Americans have been so entangled in the Middle East for the past few decades that they have begun interpreting their own politics in the terms of that region. Is driving a car into protesters an ISIL tactic? Is pulling down statues of Confederate generals like destroying ancient Assyrian antiquities? Is Syrian dictator Bashar al-Assad a mass murderer or a bulwark against fundamentalist hordes? How helpful is this importation of symbols from a region the United States has done so much to roil?

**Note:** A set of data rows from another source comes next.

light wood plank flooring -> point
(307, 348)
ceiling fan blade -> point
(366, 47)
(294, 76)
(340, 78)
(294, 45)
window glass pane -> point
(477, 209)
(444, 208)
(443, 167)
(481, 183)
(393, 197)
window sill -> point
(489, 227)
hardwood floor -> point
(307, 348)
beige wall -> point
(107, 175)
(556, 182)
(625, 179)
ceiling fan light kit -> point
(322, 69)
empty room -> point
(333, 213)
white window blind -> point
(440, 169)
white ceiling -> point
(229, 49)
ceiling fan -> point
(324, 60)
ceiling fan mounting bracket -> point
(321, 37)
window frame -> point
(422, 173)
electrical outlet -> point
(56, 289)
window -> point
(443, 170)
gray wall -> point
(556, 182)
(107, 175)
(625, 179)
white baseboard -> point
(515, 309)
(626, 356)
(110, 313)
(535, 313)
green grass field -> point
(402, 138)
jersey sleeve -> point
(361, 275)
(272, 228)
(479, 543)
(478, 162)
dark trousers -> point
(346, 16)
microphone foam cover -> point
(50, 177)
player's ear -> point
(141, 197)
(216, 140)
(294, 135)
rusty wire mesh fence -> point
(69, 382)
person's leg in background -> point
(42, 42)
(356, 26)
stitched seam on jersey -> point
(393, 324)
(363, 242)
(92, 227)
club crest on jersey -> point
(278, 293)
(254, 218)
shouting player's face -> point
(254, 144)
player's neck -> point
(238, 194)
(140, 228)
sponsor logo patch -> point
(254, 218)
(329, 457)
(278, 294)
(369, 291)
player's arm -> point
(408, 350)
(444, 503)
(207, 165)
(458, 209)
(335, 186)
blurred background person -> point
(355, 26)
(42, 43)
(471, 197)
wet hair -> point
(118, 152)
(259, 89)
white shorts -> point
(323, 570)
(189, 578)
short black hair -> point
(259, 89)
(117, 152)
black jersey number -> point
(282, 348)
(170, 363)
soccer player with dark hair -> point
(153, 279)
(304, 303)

Joyce Karam points out that the white-nationalist marchers in Charlottesville had a love affair with Assad. KKK figure David Duke has been flying off to give speeches in Damascus for years, attracted by the anti-Semitic rhetoric of Syria’s ruling Baath Party and its enmity for Israel (about which it mainly talks a good game). The white nationalists also admire the Russian Federation as a bastion of whiteness. Russian president Vladimir Putin has put his country’s air force at the service of Assad. Both Putin’s and America’s far right (and some elements of the American far left) see Assad as a bulwark against Muslim terrorists.
President Donald Trump struck Syria with cruise missiles last spring after allegations that the regime had used sarin gas on villagers. Breitbart, the webzine built up by current White House chief strategist Steve Bannon as a voice for the “alt-right” (white nationalists in business suits or khakis and polo shirts), suggested that the strike was the work of Ivanka Trump. Duke and a neo-Nazi site also attributed the strike to “Jewish extremism” and “manipulation” by Jews, respectively.
The far-right gangs who invaded Charlottesville last weekend chanted, “You will not replace us,” but at some point changed the slogan to “Jews will not replace us.” This sentiment reflects conspiracy theories about globalization’s being the work of Jewish business interests, leading to the offshoring of American jobs or the importation of cheap labor from abroad. These slurs have a long history in America, going back at least to Father Charles Coughlin’s Christian Front in the 1930s, but connecting them to Israel and Middle East policy is a recent wrinkle.
The Daily Beast and many other commenters referred to the homicide by automobile, allegedly committed by James Fields Jr., which robbed 32-year-old Heather Heyer of her life and injured 19 others, as an “ISIS-style terrorist attack.”